First published as “The Impossible Ask” in Talkabout December 2000/January 2001. Impossibilities…should that be a question, or a statement? Perhaps both, I feel!  A bit dated now, though it does capture the mentality at that time. I still dislike the terminology of the time, and despite my opinions on some issues changing over the last 17 years, there are points here that are still relevant! 

If you are newly diagnosed for HIV, and have just started treating, this article will not interest you. If you have been taking antiretroviral for up to two years, it may pique your curiosity. If you have been treating since the days of AZT monotherapy, you will not only find it interesting, you will probably relate to it. 
Treatment failure is a terminology I intensely dislike, almost as much as being informed that I have ‘advanced disease’, that I am not being ‘compliant’ – read ‘you are a naughty boy and should be caned’ – and that people with Lipodystrophy have ‘Buffalo Hump’. How rude is the latter! But unfortunately, treatment failure does exist, it is a problem I am currently groping with, and I can’t think of another term for it except ‘forgetfulness’ or maybe ‘I’m Over It Syndrome’. How long have you been shovelling pills down your throat for? 10 years or more, probably. How’s your viral load and CD4 count going? The big nowhere, undoubtedly! 10 years of pill taking for nothing more than year after year of the same blood results. 
“Results look really good” says doctor, “ nothing to write home about but they are really stable, which is really great news.” Well I’m sorry Doc, but it’s not really good! It’s bloody frustrating. Years of fabulous promises and unbelievable adherence (don’t like that word anymore than compliance), for the absolute minimum quality of life. No, that is not an exaggeration. You can never return to full-time work. You never know when the next illness is going to strike. Energy levels that run out mid way through doing something (even during sex). Depleted libido, side-effects, more blood taken out of you than the Blood Bank could ever dream of having, living with the left-over effects of any AIDS related illness you may have had, and a total lack of knowledge on long-term side-effects. This is not a high quality of life!
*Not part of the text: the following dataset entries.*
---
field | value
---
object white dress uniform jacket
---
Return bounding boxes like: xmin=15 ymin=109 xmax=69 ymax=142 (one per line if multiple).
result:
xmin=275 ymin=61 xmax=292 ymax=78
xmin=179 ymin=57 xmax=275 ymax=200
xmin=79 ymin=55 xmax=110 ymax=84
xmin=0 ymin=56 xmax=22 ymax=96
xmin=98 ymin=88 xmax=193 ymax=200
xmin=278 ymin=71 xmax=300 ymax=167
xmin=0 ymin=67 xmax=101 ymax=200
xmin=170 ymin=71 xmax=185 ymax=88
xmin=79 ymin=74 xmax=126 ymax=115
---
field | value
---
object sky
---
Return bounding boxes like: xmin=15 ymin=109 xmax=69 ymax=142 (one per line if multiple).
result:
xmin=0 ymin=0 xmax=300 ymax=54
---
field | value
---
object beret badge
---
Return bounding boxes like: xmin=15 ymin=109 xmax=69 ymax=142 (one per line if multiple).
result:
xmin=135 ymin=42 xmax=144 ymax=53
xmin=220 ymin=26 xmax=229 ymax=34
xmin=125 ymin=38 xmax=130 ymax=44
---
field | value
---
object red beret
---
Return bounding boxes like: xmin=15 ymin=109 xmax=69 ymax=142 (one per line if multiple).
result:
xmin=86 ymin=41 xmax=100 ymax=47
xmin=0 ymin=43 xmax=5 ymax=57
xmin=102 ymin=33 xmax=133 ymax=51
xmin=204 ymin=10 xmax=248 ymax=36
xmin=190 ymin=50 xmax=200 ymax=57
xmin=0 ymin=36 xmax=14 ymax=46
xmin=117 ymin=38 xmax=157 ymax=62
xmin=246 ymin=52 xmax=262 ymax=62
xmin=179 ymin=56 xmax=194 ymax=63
My doctors pretty good, I have to say. We have talked about these issues, and he is genuinely trying to help. I know I am no longer one hundred percent compliant, like I was, say, two years ago. And at that stage I was pushing 350 plus pills per week down my throat. There are days where I just forget, even days where because of it being such a regular habit I can’t remember if I have taken the bloody things or not. But now, there are days and times when I just can’t be bothered. If I see another 8000 viral load, or another 170 CD4 count I’m going to scream. It has been like that for years now, and is the main reason that occasionally I can’t be bothered. Doc calls it ‘Pill Fatigue’, and that sounds as good as anything to me. As he says, pills and people just don’t go together. You got it right there, Doc!

Ah, but what to do? This is the major problem. A structured treatment break (Drug Holiday sounds like more fun) has been mentioned, and I have to admit I’m tempted. God, imagine getting up in the morning, or going to bed at night without having to remember pills. Imagine being able to have a few drinks, knowing that because you are pill-less, you won’t get a grumbly stomach ten minutes after getting into bed. Imagine not having to line up in the hospital pharmacy once a month. Imagine no dietary considerations, no side effects, no trying to remember on the bus in the morning whether you took the damn things or not. Imagine heaven. Tempting, isn’t it?

We’ve discussed other options as well. Counseling or a HIV psychiatrist is one way to go. I don’t really mind, as long as I don’t have counseling that involves mothering, or having to relive my childhood AGAIN! It is so irrelevant as far as recent events go. I’m thinking about that. The trouble is, of cause, that I want either a treatment change, or to go onto a trial that may at least show some results. I always thought the end point of treatment was to show a result, not just maintain minimalism. I realize that changing treatments brings us back to the old furfie of adherence, and that getting onto a trial often means being on combination therapy of some description, and not having had AIDS. Find me someone who needs therapeutic trials who hasn’t had AIDS, and I will show you a walking miracle!

Well, I’ve got this far through this article, and I haven’t given any conclusive answers yet, have I? Frankly, I don’t think I’m going to be able to, because I don’t know what they are anymore than you, or my doctor does. In my more depressive moments years ago, I used to think it would have been easier to take the way out of most of my friends, and just die. It certainly would have been a lot less lonely doing it that way, and I wouldn’t be left feeling like a (sometimes) freak. But I don’t really see that as an answer anymore. There are more battles to come, and I don’t know why all of us in this situation fight them, but I know we will. It’s the human spirit isn’t it? To quote an Olympic cliché, it’s ‘the fire within’.

 And the hope of once a day dosing, with one pill!